L’achat, en mai, par la CEI, de 25 000 urnes transparentes et 50 000 isoloirs pour les quelques 22 000 bureaux de vote, ne suffit pas, bien sûr, à rendre l’échéance crédible. Mais, sur le terrain, la campagne présidentielle est bel et bien lancée. Konan Bédié, candidat du PDCI, s’est engagé dès 2008 dans ce qu’il appelle lui même son « dernier combat » -il a eu 75 ans le 5 mai dernier. Après avoir sillonné le Centre et l’Ouest du pays, il était en campagne, du 22 avril au 6 mai, dans les régions du Moyen Comoé et du Zanzan (Est et Nord/Est du pays), tenait meeting, le 6 juin, à Abidjan dans la commune populaire d’Adjamé.
De son côté, Alassane Ouattara, candidat du RDR, a initié sa campagne le 10 mai, dans le district d’Abidjan, s’adressant plus particulièrement à la jeunesse de Yopougou, fief traditionnel du Front populaire ivoirien (FPI). Du 3 au 7 juin, il menait campagne dans le Bas Sassandra (le port de San Pedro et le Sud Ouest du pays), avant de rejoindre à partir du 19 juin la région des Lacs (Toumodi, Yamoussoukro, Didiévi).

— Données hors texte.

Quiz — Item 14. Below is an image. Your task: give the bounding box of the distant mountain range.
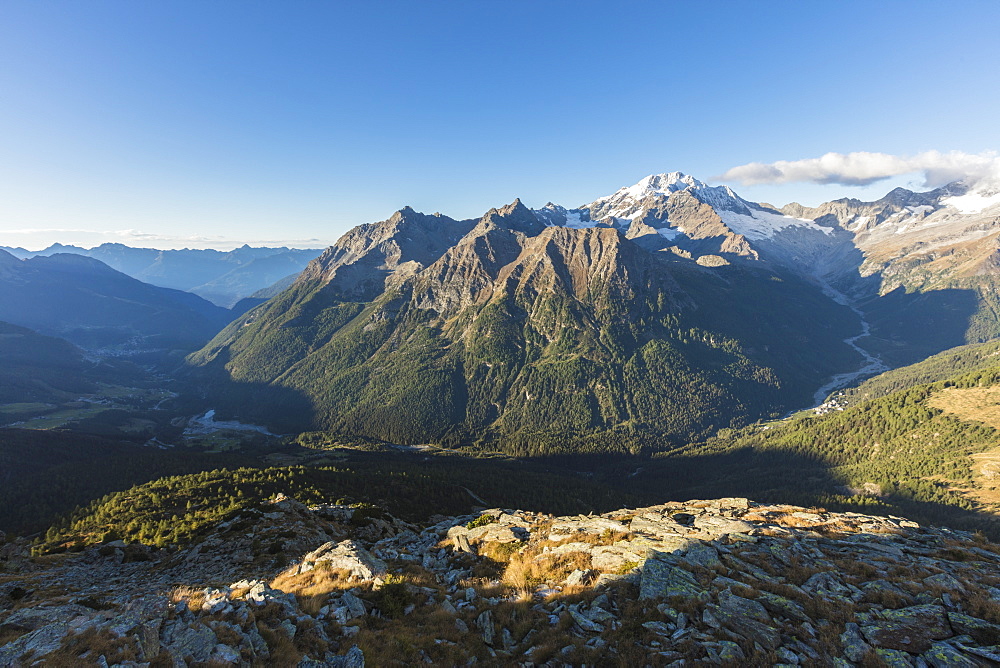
[0,250,232,355]
[0,243,320,308]
[190,172,1000,453]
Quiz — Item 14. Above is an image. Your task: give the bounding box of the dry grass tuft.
[44,628,138,667]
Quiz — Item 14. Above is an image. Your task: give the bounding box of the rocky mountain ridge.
[190,188,856,448]
[0,497,1000,667]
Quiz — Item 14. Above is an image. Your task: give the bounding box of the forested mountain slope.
[190,197,860,454]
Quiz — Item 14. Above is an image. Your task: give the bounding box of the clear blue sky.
[0,0,1000,247]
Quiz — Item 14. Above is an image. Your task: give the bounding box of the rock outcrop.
[0,499,1000,666]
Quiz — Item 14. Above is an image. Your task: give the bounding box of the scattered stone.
[859,605,954,654]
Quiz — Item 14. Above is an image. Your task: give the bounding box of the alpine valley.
[189,172,1000,455]
[11,172,1000,668]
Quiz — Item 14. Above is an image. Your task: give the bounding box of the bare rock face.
[295,540,386,581]
[0,498,1000,667]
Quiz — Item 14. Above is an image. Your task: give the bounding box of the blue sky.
[0,0,1000,248]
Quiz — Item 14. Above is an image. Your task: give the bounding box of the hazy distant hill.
[0,251,231,352]
[191,197,860,453]
[0,243,320,308]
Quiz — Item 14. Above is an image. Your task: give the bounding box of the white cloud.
[717,151,1000,188]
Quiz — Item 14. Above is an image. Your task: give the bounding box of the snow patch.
[941,192,1000,214]
[716,209,833,240]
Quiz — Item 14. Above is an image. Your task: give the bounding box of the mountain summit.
[190,174,860,452]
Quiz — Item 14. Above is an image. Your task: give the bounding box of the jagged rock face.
[0,498,1000,666]
[298,207,475,300]
[191,183,854,451]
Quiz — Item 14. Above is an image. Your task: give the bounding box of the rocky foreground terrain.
[0,497,1000,668]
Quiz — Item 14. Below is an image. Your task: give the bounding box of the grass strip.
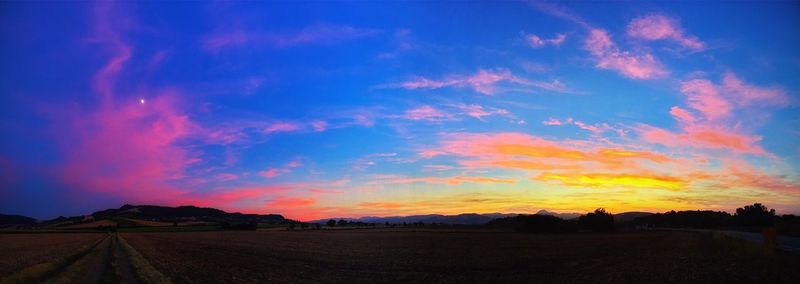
[118,235,172,284]
[0,233,108,284]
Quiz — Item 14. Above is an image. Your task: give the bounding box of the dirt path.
[112,234,139,284]
[44,234,112,283]
[36,234,155,284]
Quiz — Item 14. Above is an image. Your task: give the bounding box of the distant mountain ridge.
[89,204,287,223]
[310,209,581,225]
[0,214,36,227]
[0,204,296,226]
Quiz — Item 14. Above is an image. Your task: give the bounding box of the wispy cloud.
[525,34,567,48]
[382,69,569,95]
[627,14,705,51]
[201,24,382,51]
[584,29,669,80]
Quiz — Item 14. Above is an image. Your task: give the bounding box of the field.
[0,228,800,283]
[121,230,800,283]
[0,233,106,278]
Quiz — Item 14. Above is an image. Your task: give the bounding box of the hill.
[34,204,296,228]
[0,214,36,227]
[311,213,518,225]
[536,209,582,220]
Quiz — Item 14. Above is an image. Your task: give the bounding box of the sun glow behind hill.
[0,2,800,220]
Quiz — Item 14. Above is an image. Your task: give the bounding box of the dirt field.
[122,230,800,283]
[0,233,106,278]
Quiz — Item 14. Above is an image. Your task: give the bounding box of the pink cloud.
[722,72,789,106]
[202,24,381,51]
[542,117,564,126]
[456,104,512,120]
[214,173,239,181]
[584,29,669,80]
[669,106,695,123]
[286,160,303,168]
[403,105,453,121]
[525,34,567,48]
[681,79,733,120]
[386,69,568,95]
[542,117,625,136]
[311,120,328,132]
[264,122,300,134]
[258,168,286,178]
[637,125,769,155]
[627,14,705,50]
[673,72,789,122]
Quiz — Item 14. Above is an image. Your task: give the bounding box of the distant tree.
[633,210,734,229]
[578,208,614,232]
[733,203,775,226]
[486,214,571,233]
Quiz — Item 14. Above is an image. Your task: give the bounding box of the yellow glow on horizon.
[534,173,686,190]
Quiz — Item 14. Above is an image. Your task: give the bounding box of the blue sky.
[0,1,800,219]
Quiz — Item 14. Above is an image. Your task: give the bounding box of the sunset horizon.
[0,1,800,221]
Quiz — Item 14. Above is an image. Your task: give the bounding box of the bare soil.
[122,230,800,283]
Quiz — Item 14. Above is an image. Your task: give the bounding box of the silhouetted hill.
[0,214,36,227]
[91,204,287,223]
[311,213,518,225]
[536,209,581,220]
[39,204,295,227]
[613,212,653,224]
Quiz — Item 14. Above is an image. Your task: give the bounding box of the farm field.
[121,229,800,283]
[0,232,167,283]
[0,233,106,278]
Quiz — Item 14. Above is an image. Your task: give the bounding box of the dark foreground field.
[122,230,800,283]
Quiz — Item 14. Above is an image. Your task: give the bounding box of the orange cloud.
[358,202,403,209]
[534,173,686,190]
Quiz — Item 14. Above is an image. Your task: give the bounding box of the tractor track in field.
[0,233,169,284]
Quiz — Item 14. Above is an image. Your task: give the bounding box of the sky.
[0,1,800,220]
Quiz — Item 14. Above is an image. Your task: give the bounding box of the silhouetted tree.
[633,210,734,229]
[486,215,573,233]
[734,203,775,226]
[578,208,614,232]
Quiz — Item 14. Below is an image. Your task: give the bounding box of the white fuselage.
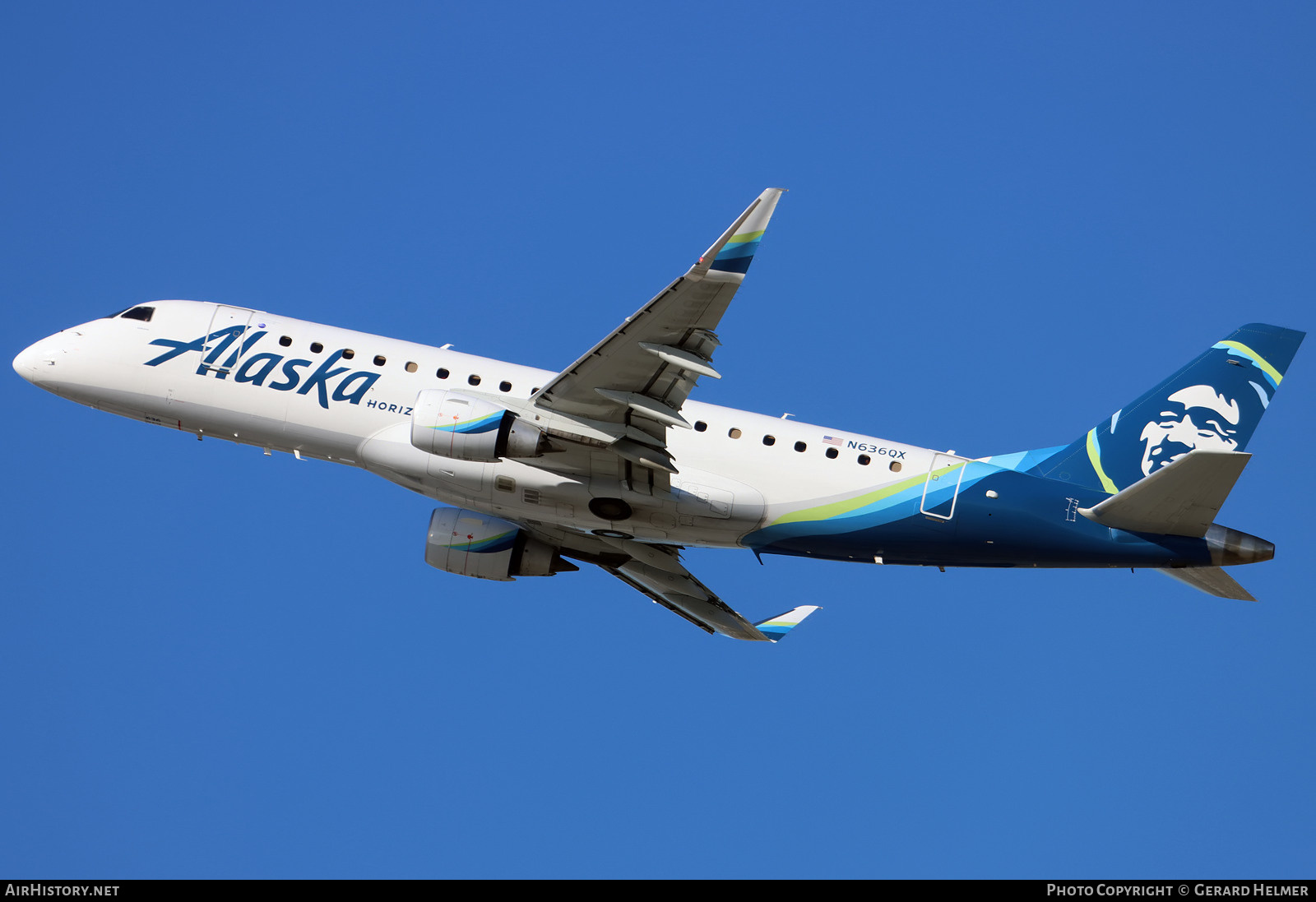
[15,301,934,547]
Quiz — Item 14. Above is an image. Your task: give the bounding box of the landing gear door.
[919,452,969,520]
[196,303,255,379]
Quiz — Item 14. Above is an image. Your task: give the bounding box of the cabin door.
[919,452,969,520]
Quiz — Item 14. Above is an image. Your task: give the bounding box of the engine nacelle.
[425,507,581,582]
[412,388,548,461]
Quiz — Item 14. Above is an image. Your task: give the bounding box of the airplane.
[13,188,1304,641]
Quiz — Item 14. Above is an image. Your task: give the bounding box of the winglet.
[754,605,821,641]
[689,188,785,276]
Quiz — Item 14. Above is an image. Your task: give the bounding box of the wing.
[600,542,818,641]
[531,188,781,472]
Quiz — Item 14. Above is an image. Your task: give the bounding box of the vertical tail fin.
[1028,322,1305,494]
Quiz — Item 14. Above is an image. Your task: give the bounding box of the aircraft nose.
[13,338,55,384]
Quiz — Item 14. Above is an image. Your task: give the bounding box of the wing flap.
[600,542,818,641]
[533,188,781,441]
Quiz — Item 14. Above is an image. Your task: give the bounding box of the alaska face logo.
[1138,386,1242,476]
[1087,340,1283,493]
[146,326,380,410]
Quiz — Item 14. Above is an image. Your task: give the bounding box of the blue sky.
[0,2,1316,877]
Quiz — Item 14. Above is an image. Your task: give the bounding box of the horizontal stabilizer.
[1079,448,1252,539]
[1161,567,1257,601]
[754,605,821,641]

Pour sa part, le Président Gbagbo, accompagné du Premier ministre Guillaume Soro, a effectué une longue visite d’Etat, du 7 au 20 juin, dans l’Ouest et le Nord Ouest du pays (régions des Montagnes, du Bafing et du Denguélé), longtemps contrôlés par la rébellion, visite endeuillée par le décès de l’ancien ministre d’Houphouët-Boigny, dignitaire du PDCI, Denis Bra Kanon qui s’était rapproché de Laurent Gbagbo. Il avait contribué à régler le contentieux lié à l’enterrement dans son village natal, Kabacouma, de l’ancien chef d’Etat, le général Robert Guéï, battu par Laurent Gbagbo à l’élection d’octobre 2000, assassiné le 19 septembre 2002 pendant la tentative de coup d’Etat. C’est précisément au cours de cette visite que les désaccords avaient pu être surmontés grâce à l’entremise de Denis Bra Kanon. Le Président ivoirien, qui assistera aux funérailles de Robert Gueï à la fin du mois d’août 2009, a animé une quinzaine de meetings au cours de cette tournée faisant halte notamment dans les villes de Man et de Touba avant d’achever son périple à Odienné.

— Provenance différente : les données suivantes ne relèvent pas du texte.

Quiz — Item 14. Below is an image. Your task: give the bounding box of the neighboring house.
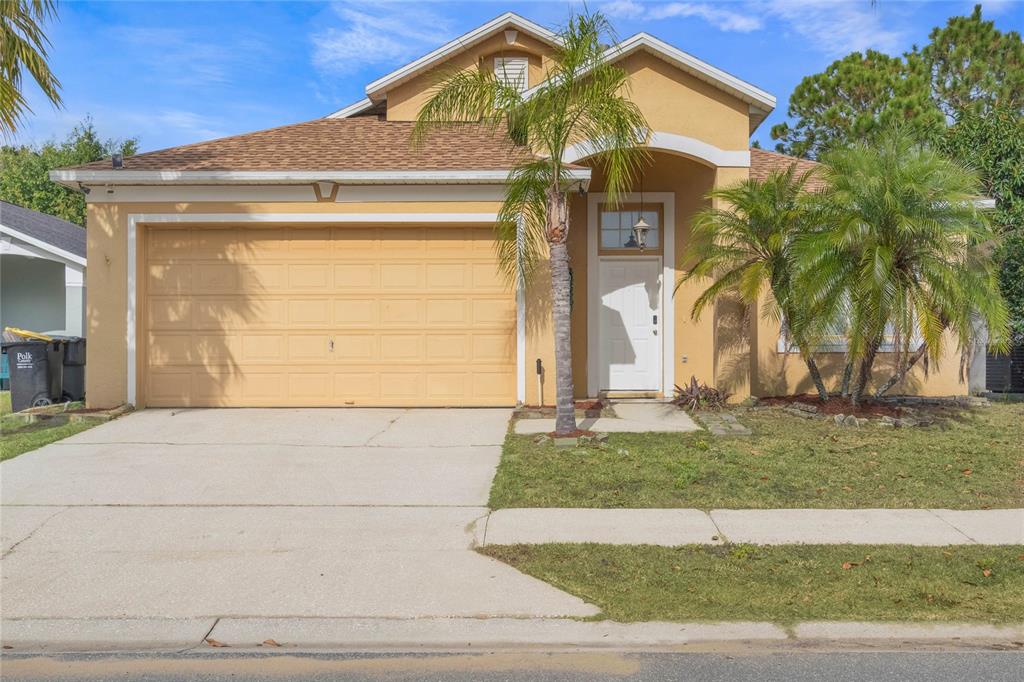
[51,13,966,407]
[0,202,85,336]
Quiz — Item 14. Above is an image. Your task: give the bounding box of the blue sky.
[9,0,1024,151]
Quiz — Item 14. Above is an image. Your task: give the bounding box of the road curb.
[0,617,1024,654]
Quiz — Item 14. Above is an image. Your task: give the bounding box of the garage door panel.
[332,334,381,364]
[146,296,195,330]
[240,334,288,365]
[472,298,516,327]
[380,334,424,365]
[146,227,191,259]
[146,263,191,294]
[142,225,515,407]
[334,263,380,293]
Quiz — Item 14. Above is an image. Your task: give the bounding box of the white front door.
[598,257,663,391]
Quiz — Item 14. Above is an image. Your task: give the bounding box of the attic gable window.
[495,57,529,92]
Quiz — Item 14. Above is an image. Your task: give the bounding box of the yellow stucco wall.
[87,33,967,407]
[751,303,968,396]
[387,31,551,121]
[86,201,500,408]
[618,52,750,151]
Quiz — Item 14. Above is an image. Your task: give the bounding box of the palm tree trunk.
[839,356,853,397]
[850,339,882,406]
[804,353,828,402]
[548,190,577,435]
[874,343,928,399]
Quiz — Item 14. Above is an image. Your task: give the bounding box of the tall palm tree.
[676,167,828,400]
[798,129,1008,403]
[414,12,647,434]
[0,0,61,135]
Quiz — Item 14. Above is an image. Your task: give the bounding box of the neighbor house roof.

Le Président sortant, bien qu’investi, hors sa présence, par le Front populaire ivoirien (FPI), n’a pas encore officiellement fait acte de candidature. C’est dans les semaines suivant cette tournée que vont être définies les modalités de la campagne avec l’ensemble de la mouvance présidentielle. Au sein de cette mouvance, acquis à la future candidature du Président sortant, le RPP de Laurent Dona Fologo, Président du Conseil économique et social et ancien secrétaire général du PDCI, tiendra son premier congrès du 20 au 22 août à la Fondation Félix Houphouët-Boigny à Yamoussoukro.

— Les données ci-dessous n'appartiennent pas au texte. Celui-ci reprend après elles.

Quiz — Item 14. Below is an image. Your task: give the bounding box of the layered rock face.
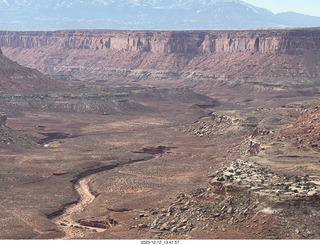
[0,29,320,91]
[0,46,65,94]
[0,29,320,55]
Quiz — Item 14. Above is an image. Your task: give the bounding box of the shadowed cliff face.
[0,47,66,94]
[0,29,320,94]
[0,29,320,55]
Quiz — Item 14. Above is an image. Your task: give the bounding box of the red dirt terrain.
[0,29,320,239]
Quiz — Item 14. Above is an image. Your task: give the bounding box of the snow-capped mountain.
[0,0,320,30]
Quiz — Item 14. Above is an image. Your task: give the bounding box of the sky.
[242,0,320,17]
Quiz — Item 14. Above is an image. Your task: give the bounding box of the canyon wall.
[0,28,320,94]
[0,29,320,55]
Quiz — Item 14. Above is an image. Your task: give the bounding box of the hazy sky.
[242,0,320,17]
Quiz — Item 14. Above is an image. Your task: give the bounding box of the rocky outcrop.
[0,28,320,94]
[0,29,320,55]
[0,47,66,94]
[0,113,7,127]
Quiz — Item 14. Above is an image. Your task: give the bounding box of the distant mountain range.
[0,0,320,30]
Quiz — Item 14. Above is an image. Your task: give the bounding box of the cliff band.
[0,28,320,94]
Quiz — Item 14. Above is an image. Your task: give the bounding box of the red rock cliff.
[0,28,320,93]
[0,29,320,54]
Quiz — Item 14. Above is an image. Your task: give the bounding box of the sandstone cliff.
[0,29,320,94]
[0,47,64,93]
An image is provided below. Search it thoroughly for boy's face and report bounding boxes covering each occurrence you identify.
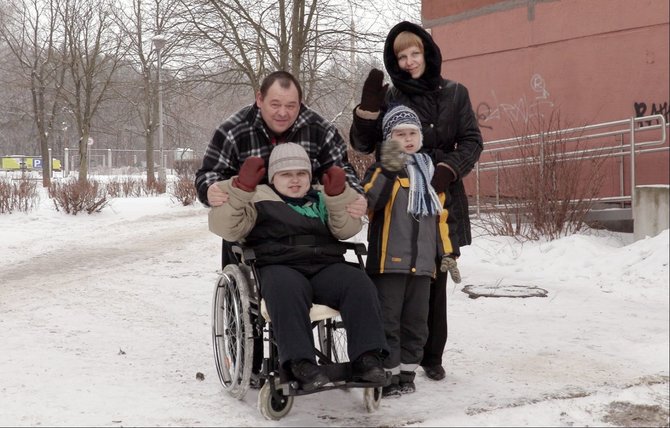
[391,128,421,155]
[272,169,311,198]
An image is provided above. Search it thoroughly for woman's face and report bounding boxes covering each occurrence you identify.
[391,128,421,155]
[397,46,426,79]
[272,169,311,198]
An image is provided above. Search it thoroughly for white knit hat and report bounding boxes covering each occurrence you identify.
[382,104,423,146]
[268,143,312,183]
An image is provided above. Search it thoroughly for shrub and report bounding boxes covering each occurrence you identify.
[170,159,200,206]
[49,180,109,215]
[173,159,202,176]
[484,113,604,240]
[0,178,40,214]
[170,174,198,206]
[105,177,166,198]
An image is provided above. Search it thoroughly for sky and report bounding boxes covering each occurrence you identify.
[0,177,670,427]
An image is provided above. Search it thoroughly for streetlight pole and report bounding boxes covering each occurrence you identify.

Si le code de bonne conduite, signé en avril 2008 par les partis politiques ivoiriens à l’occasion de la visite du secrétaire général de l’ONU Ban Ki Moon, semble respecté sur le terrain, la question du désarmement avait fait l’objet d’une violente polémique entre le Président du FPI, Pascal Affi N’Guessan, et le porte-parole des Forces nouvelles, Sidiki Konaté. Au sein des Forces nouvelles, un courant n’entendait visiblement pas désarmer et, le 13 avril, avait enjoint le Premier ministre Guillaume Soro de démissionner de son poste dans les 48 heures. Avant même que ne se tienne, le 20 avril, à Bouaké, le conclave du mouvement des Forces nouvelles dont il est le secrétaire général, Guillaume Soro avait rejeté cette injonction. Bien que marginale, la volonté de refuser l’application intégrale des accords de Ouagadougou subsiste encore au sein de l’ancienne rébellion, mais elle ne semble pas en mesure de remettre en cause un processus de sortie de crise désormais irréversible.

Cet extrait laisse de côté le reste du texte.